Liputan6.com, Gorontalo - Tradisi wisuda TK hingga SMA di Provinsi Gorontalo hingga saat ini, terus menuai protes dari orang tua siswa. Pasalnya, kebiasaan itu dinilai merugikan para orang tua yang sudah bekerja keras menyekolahkan anak mereka.
Menurut salah satu orang tua siswa, jika wisuda di sekolah hanyalah tradisi orang-orang berduit yang biasa merayakan kelulusan anaknya secara mewah. Namun tidak untuk siswa yang orangtuanya memiliki ekonomi lemah.
Baca Juga
"Dari dulu memang tidak ada ini tradisi wisuda anak sekolah. nanti sekarang baru diadakan," kata Risna salah satu orang tua murid yang menolak tradisi tersebut.
Advertisement
Risna mengaku, jika mereka selama ini sudah menyekolahkan anaknya dengan susah payah. Hanya bermodalkan hasil pertanian dan pekerja serabutan yang pas-pasan, hanya demi melihat anaknya lulus dengan predikat baik.
"Kami sudah susah bertani demi anak bisa sekolah, saat lulus kok masih ada acara seremonial yang meminta kami menyediakan sejumlah uang, ini kan aneh," ujarnya.
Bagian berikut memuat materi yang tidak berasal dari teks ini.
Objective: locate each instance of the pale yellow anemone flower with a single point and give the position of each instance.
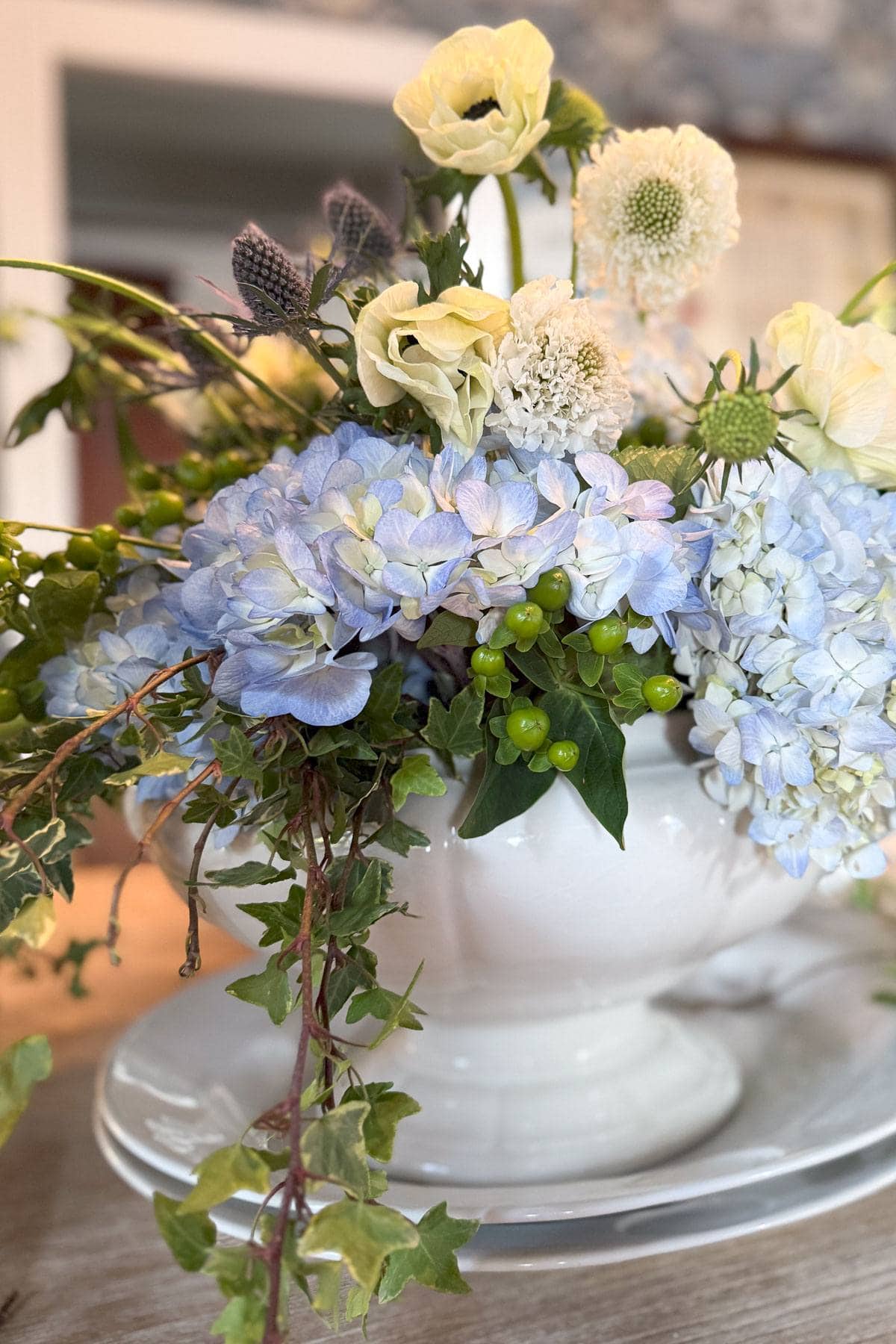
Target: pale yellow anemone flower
(847, 382)
(441, 354)
(479, 102)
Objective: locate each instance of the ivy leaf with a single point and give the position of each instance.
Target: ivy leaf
(361, 1234)
(160, 764)
(505, 791)
(237, 756)
(334, 1147)
(432, 1261)
(269, 989)
(22, 1065)
(383, 702)
(242, 1322)
(448, 628)
(415, 774)
(386, 1109)
(364, 900)
(457, 730)
(399, 838)
(188, 1236)
(223, 1174)
(598, 773)
(253, 873)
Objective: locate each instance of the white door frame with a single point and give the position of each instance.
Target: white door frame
(193, 42)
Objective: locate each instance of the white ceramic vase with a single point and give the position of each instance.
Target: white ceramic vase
(543, 1057)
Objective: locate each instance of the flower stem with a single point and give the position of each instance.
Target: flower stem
(574, 184)
(85, 531)
(171, 311)
(514, 240)
(847, 315)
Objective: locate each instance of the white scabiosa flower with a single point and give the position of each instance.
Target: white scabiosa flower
(847, 382)
(655, 211)
(558, 382)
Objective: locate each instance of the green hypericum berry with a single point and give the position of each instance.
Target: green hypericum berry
(652, 432)
(164, 507)
(528, 729)
(563, 756)
(146, 476)
(8, 705)
(553, 591)
(82, 553)
(662, 692)
(524, 620)
(487, 662)
(608, 635)
(193, 472)
(128, 515)
(738, 426)
(105, 537)
(28, 562)
(228, 467)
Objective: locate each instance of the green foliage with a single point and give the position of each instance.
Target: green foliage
(432, 1261)
(361, 1234)
(269, 989)
(223, 1174)
(415, 774)
(22, 1066)
(457, 730)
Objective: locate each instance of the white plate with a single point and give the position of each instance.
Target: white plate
(578, 1243)
(817, 1053)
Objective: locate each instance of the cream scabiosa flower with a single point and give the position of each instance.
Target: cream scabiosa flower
(655, 211)
(558, 382)
(441, 354)
(479, 101)
(847, 381)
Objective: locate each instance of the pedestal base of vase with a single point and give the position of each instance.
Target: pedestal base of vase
(588, 1095)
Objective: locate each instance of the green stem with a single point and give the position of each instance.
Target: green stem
(845, 316)
(514, 240)
(85, 531)
(574, 183)
(166, 309)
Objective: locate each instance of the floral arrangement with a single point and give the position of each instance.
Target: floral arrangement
(417, 522)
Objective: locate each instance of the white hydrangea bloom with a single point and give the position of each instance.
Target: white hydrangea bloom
(558, 382)
(655, 211)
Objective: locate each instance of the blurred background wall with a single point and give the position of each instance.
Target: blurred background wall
(139, 136)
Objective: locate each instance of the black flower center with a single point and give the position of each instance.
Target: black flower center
(481, 109)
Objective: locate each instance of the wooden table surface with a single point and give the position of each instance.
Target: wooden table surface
(82, 1251)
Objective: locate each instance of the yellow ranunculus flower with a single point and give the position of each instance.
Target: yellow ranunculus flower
(441, 354)
(479, 102)
(847, 381)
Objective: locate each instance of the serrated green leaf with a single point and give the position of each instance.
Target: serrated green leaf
(361, 1234)
(598, 773)
(386, 1109)
(457, 730)
(188, 1236)
(160, 764)
(399, 838)
(22, 1066)
(225, 1172)
(415, 774)
(432, 1261)
(334, 1148)
(269, 989)
(447, 628)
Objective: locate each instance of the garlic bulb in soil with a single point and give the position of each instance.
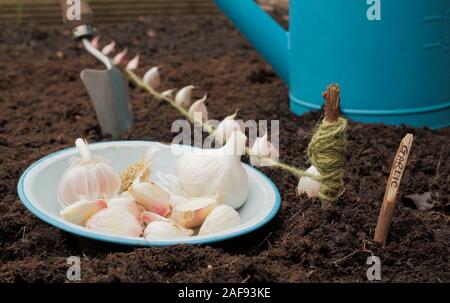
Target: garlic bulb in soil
(126, 203)
(115, 221)
(160, 229)
(221, 218)
(79, 212)
(225, 128)
(263, 151)
(309, 186)
(88, 178)
(152, 197)
(208, 172)
(194, 211)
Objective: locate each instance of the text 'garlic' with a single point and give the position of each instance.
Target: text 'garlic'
(309, 186)
(221, 218)
(207, 172)
(88, 178)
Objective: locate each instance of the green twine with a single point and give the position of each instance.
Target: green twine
(326, 152)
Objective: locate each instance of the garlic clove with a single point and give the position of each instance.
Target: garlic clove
(79, 212)
(96, 42)
(221, 218)
(198, 110)
(115, 221)
(225, 128)
(88, 178)
(184, 96)
(126, 203)
(263, 152)
(193, 212)
(109, 48)
(165, 229)
(168, 93)
(151, 197)
(120, 58)
(152, 77)
(134, 63)
(309, 186)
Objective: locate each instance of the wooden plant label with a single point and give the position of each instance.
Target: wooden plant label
(392, 187)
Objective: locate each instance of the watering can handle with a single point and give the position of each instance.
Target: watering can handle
(78, 18)
(265, 34)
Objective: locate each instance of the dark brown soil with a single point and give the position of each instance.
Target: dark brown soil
(44, 107)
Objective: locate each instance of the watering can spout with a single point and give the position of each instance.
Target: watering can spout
(265, 34)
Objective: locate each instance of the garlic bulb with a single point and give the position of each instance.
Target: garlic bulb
(309, 186)
(79, 212)
(165, 229)
(193, 212)
(225, 128)
(263, 152)
(198, 108)
(221, 218)
(88, 178)
(115, 221)
(184, 96)
(208, 172)
(126, 203)
(152, 77)
(151, 197)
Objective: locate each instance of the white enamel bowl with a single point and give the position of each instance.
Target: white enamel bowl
(37, 190)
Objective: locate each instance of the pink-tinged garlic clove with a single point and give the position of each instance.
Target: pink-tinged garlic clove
(115, 221)
(79, 212)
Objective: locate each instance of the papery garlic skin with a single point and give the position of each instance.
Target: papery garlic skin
(226, 128)
(221, 218)
(184, 96)
(208, 172)
(152, 77)
(309, 186)
(199, 108)
(263, 152)
(127, 204)
(193, 212)
(88, 178)
(165, 229)
(79, 212)
(115, 221)
(151, 197)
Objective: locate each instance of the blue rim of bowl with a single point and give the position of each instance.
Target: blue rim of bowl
(131, 241)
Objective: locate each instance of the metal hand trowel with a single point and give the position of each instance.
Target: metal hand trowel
(108, 89)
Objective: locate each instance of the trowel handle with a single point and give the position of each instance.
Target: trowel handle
(78, 18)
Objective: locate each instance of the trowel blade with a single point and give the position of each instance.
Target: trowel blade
(109, 94)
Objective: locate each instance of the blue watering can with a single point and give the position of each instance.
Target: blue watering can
(390, 57)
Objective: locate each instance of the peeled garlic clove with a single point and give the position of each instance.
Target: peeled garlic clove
(207, 172)
(152, 77)
(89, 178)
(115, 221)
(109, 48)
(168, 93)
(126, 203)
(148, 217)
(134, 63)
(225, 128)
(184, 96)
(198, 110)
(263, 152)
(151, 197)
(165, 229)
(221, 218)
(309, 186)
(193, 212)
(79, 212)
(120, 58)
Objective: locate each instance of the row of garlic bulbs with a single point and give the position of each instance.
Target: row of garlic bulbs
(89, 190)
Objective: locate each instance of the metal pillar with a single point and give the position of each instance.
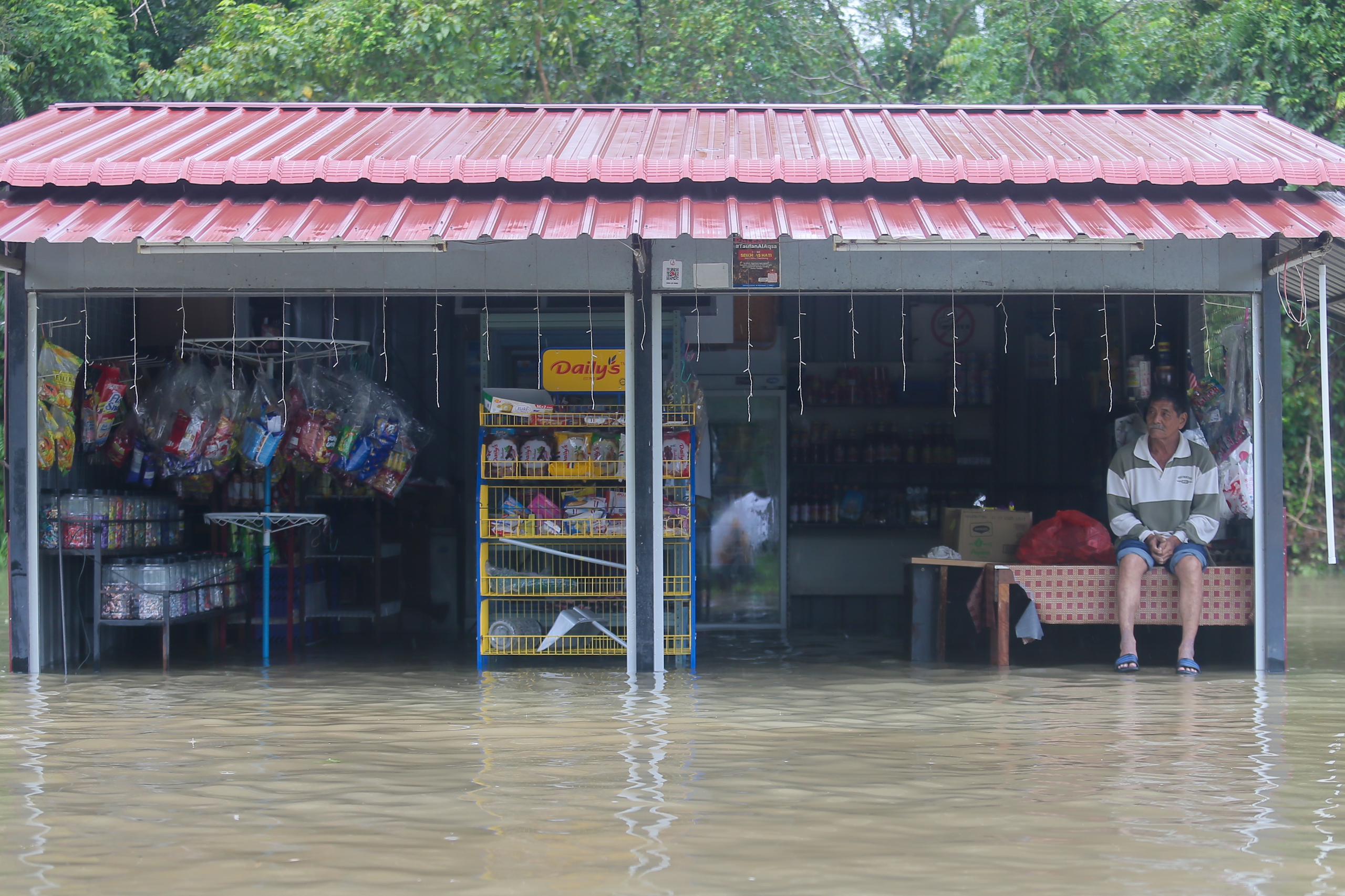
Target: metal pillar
(30, 408)
(1269, 452)
(645, 493)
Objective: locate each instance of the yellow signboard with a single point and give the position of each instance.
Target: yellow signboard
(580, 370)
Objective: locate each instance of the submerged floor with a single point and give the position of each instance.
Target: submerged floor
(795, 772)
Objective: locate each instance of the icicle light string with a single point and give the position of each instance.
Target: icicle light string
(1055, 342)
(853, 331)
(135, 351)
(385, 336)
(1153, 343)
(748, 372)
(696, 294)
(537, 308)
(486, 311)
(436, 350)
(1004, 310)
(903, 341)
(233, 342)
(953, 306)
(1106, 346)
(87, 337)
(335, 350)
(798, 296)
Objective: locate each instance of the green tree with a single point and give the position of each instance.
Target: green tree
(1288, 56)
(53, 51)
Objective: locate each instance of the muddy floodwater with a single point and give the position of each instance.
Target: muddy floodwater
(772, 772)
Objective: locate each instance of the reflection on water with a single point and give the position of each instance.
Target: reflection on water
(803, 770)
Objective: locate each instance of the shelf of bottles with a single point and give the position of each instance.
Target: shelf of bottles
(552, 532)
(894, 456)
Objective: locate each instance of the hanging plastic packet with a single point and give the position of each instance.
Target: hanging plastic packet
(222, 443)
(46, 437)
(65, 439)
(265, 427)
(57, 372)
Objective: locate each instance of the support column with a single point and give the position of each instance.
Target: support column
(1271, 561)
(645, 493)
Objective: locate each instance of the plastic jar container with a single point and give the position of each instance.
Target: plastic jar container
(76, 518)
(118, 591)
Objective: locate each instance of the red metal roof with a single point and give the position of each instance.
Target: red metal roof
(270, 216)
(109, 144)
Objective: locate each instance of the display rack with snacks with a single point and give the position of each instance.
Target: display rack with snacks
(552, 526)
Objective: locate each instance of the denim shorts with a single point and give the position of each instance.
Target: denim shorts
(1185, 549)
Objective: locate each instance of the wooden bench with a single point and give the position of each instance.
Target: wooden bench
(1077, 595)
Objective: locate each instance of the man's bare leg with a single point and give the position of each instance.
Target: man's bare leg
(1191, 580)
(1129, 574)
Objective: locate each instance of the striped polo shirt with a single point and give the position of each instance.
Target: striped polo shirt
(1181, 499)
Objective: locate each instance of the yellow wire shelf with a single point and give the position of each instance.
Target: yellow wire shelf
(515, 627)
(596, 418)
(571, 470)
(513, 571)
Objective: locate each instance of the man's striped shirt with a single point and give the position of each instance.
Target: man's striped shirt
(1181, 499)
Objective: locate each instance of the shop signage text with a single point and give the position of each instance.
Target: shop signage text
(580, 370)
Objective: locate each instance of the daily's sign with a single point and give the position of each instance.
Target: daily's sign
(580, 370)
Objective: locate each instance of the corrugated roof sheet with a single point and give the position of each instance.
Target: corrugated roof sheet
(108, 144)
(271, 216)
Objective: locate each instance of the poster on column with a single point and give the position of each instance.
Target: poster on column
(757, 264)
(930, 329)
"Belum lagi kami harus menyediakan hadiah bagi anak-anak kami. Karena kalau tidak ada hadiah, pasti mereka minder dengan teman-teman lainnya. Nah, pertanyaannya uang dari mana?," tegasnya.
Sementara itu, Inkrianto Mahmud, mahasiswa Gorontalo menilai jika tradisi wisuda untuk anak sekolah ada baiknya untuk siswa. Prosesi wisuda akan membangkitkan semangat mereka untuk melanjutkan sekolah ke tingkat yang lebih tinggi.
"Wisudah itu kan sakral, jadi siswa akan berpikir, kami lulus sekolah saja sudah begini, apalagi kalau kuliah nanti," kata Inkrianto.
Namun, yang menjadi masalah saat ini, kata Inkrianto, pihak sekolah memungut sejumlah uang kepada orang tua siswa. Seharusnya, wisudah tersebut menjadi program sekolah dan sekolah yang memfasilitasi.
"Kalau ada pungutan tanpa dasar seperti itu, bisa dianggap pungli dan menyusahkan," ungkapnya.
"Seharusnya pemerintah melalui Kemendikbud atau Dinas Pendidikan setempat menganggarkan itu setiap sekolah. Agar orang tua senang, sekolah bisa merayakan itu tanpa ada beban," pintanya.
Tidak hanya berpotensi pungli, jika hanya dikumpul begitu saja maka bisa dipastikan akan terjadi penyelewengan dana yang sudah dikumpul. Kalau anggaran disediakan pemerintah, maka pasti guru atau pelaksana takut melakukan penyelewengan.
"Nah, ini yang harus diperbaiki. Baiknya itu tradisi tetap dilaksanakan, tetapi menggunakan anggaran Pemerintah," ia menandaskan.